Hindistan – Jaipur
Jaipur bir diğer adı ile nam-ı diğer Pembe Şehir, Rajasthan eyaletinin başkenti olup aynı zamanda da . Rajasthan’ın en kalabalık şehridir.
1727 yılında Mihrace Jai Singh II tarafından, Amber Kalesindeki başkent buraya taşınmıştır.
Delhi’den uçak ile Jaipur’a ulaşılması mümkündür. Delhi’den karadan da ulaşılabilecek Jaipur’a ulaşım Agra’ya göre ulaşımdan uzun sürmektedir. Bu nedenle kısıtlı zamanımızı kara yolunda harcamamak için biz uçağı tercih ettik.

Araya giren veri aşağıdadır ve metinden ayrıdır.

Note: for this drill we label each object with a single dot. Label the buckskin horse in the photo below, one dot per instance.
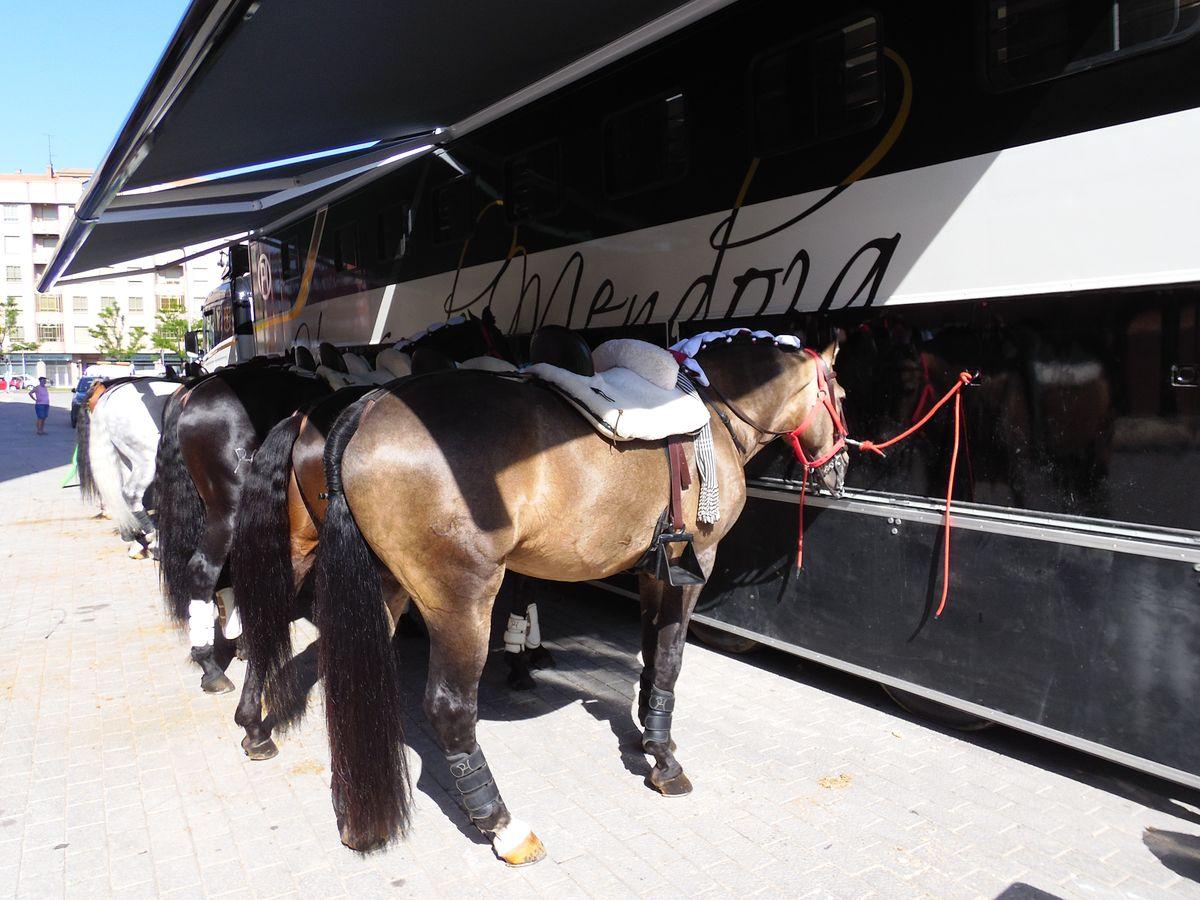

Jaipur’a geldiğimizde gezimize Hawa Mahal’den başlamaya karar verdik. Hawa Mahal, rüzgar sarayı demek olup, 1799 yılında inşa edilmiştir. 953 adet kemerli penceresi bulunan saray Rajput Hanedanına özgü mimari stili ile gerçekten göz kamaştırıcı bir dış cepheye sahiptir. Pencereleri de bulunduran ön cephe Vishnu tanrısının tacı formunda tasarlanmıştır.
Sayfa İçerisindeki içeriklere hızlıca ulaşabileceğiniz kısa yollar aşağıdaki slayttadır.

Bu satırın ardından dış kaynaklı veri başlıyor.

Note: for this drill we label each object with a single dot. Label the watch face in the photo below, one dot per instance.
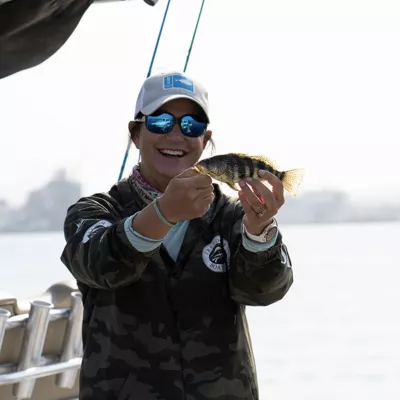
(270, 234)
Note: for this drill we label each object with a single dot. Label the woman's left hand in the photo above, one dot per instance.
(260, 204)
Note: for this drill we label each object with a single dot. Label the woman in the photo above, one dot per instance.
(166, 263)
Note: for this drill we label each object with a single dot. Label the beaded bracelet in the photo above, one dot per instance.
(159, 214)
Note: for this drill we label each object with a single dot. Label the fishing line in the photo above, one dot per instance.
(194, 36)
(151, 67)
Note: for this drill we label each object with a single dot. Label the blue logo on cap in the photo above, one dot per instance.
(178, 82)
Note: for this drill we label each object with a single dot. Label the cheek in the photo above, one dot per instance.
(146, 142)
(197, 146)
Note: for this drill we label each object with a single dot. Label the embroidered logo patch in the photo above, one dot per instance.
(214, 256)
(177, 81)
(94, 229)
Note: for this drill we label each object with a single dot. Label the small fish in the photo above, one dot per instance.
(233, 167)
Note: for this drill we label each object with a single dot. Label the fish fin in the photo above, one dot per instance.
(263, 159)
(232, 186)
(292, 180)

Ön cepheden giren rüzgarın iç mekanı serinletebileceği bir tasarım ile yapı inşa edilmiştir. Bütün bina pembe ve kırmızı kiremitten yapılmış. Dışarıdan 5 katlı gibi görünen bina içeriden 2 katlı olarak görünüyor. İnternette okuduğumuz yorumlarda iç mekanın dışı kadar etkileyici olmadığı belirtildiği için biz sarayın içerisini gezmedik.

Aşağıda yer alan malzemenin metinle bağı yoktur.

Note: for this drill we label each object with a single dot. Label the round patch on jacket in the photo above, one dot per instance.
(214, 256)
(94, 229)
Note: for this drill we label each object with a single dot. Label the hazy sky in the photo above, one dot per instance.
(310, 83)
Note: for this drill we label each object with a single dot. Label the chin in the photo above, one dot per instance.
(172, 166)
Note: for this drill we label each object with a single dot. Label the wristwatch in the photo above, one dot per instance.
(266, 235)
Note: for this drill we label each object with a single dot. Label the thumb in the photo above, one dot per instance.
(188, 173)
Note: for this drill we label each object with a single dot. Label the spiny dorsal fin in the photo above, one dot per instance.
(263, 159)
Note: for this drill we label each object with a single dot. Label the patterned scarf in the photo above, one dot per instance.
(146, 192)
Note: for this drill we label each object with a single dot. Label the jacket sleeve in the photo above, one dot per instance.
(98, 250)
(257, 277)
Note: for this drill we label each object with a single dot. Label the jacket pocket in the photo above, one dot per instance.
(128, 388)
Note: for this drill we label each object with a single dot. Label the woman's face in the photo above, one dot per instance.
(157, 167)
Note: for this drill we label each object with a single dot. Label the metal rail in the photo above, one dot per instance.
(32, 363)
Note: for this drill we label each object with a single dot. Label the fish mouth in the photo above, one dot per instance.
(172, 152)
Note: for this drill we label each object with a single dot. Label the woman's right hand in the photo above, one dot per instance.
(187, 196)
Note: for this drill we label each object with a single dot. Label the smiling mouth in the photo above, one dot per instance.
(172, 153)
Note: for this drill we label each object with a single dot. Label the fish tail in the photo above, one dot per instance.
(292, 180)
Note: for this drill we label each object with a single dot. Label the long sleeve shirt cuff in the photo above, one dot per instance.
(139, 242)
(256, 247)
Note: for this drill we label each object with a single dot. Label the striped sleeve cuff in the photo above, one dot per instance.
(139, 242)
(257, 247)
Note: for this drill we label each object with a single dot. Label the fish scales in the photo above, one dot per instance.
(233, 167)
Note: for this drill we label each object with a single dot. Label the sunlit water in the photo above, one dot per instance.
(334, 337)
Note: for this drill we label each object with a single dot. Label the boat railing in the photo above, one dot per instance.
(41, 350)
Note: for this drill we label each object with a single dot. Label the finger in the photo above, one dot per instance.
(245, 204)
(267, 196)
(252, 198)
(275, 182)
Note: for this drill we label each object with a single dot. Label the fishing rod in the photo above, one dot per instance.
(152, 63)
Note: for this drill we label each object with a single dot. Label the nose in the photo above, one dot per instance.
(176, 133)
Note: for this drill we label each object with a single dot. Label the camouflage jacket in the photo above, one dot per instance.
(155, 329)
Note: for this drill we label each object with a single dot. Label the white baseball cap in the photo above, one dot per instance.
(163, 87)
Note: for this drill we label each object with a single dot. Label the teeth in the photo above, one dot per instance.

Hawa Mahal’in önündeki yol bir çok el işi ve tekstil ürünleri satan mağazaları barındırmaktadır. Bizde bu mağazaları keyifli bir şekilde gezip, hatıra için ufak da olsa alışveriş yaptık.
Hawa Mahal’den ayrılıp çevreyi biraz geziyoruz. Ulaşımda genellikle Tuk Tuk denilen bizim triportör dediğimiz araçları kullanıyoruz. Fakat yabancı gördüklerinde fiyatları çok yüksek söyledikleri için pazarlık yapmak gerekiyor.
Yukarıdaki fotograftaki manzaralar eşliğinde yaklaşık 10 dk’lık bir yürüyüş sonrasında Hawa Mahal’in batısında kalan Jantar Mantar’a ulaşabilirsiniz. Jantar Mantar Gözlem Evi, 1726-1734 yılları arasında Mihrace 2. Jai Sing tarafından yaptırılmıştır. Buradaki 19 adet gözlem cihazlarının amacı zamanı ölçmek, yıldız yörüngelerini incelemek, güneş tutulmalarını tahmin etmektir. Mihrace kendinden önceki dönemlerde rasathane cihazlarının metalden yapılması ve uzun süre kullanamadığını gözlemlediği için kendisi rasathaneyi taş ve mermerden yaptırmayı kararlaştırdı.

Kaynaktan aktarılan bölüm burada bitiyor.